Empowering people to lead small groups according to how God is leading in their lives acknowledges the diversity God has created. It requires deep prayer, mutual accountability to agreed upon goals, submission to the mission of your church, and support for the leader. It also requires allowing the leader freedom to hear God's voice. It requires trust and respect for God's work in and through the leader, and it will also mean training for the leader. What it will not require is control.

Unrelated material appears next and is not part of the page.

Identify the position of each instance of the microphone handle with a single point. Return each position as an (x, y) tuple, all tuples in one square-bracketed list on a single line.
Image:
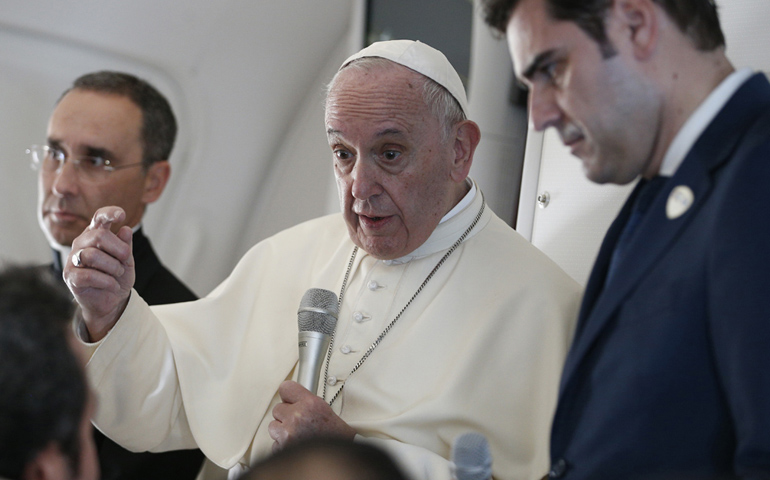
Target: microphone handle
[(312, 352)]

Lace Everything With Prayer

God is the controller. We are the pray-ers and supporters. We are on this mission of reaching spiritual seekers together. We can trust God to guide us when we are open to all the ways that He is leading. The means God uses is such a surprise sometimes, but it is a great privilege to be used by Him to reach someone wandering in spiritual darkness. Expect to be used when you are open to Him. Jesus entrusted the future of the church to fledging leaders who did not quite get it, leaders who made mistakes from time to time but who were devoted to Jesus. We can learn a lot from His example.

Just Do It!

When we started our Alpha group in January, we did not know who would come or who would stay, but we started anyhow. We had prayed and prepared and promoted; now we needed to see who God would bring. The first week was exhilarating. Wow, 26 people! Our enthusiasm dwindled as the group did. We wondered if we had made a mistake, but we persevered. Then, as the weeks went by, the questions started and the gut-level sharing began. The smaller group and the increased trust as we built relationships with one another resulted in honesty and transparency. God knew exactly what He was doing even when we did not.

Now we are considering a new season of small groups and wondering how to reach the 17 that decided not to continue Alpha. Where are they? What do they need? How can we reach them? Are there others? We will begin again because God is at work, and He promises that His word will never return to Him empty (Isaiah 55). Who is God challenging you to reach?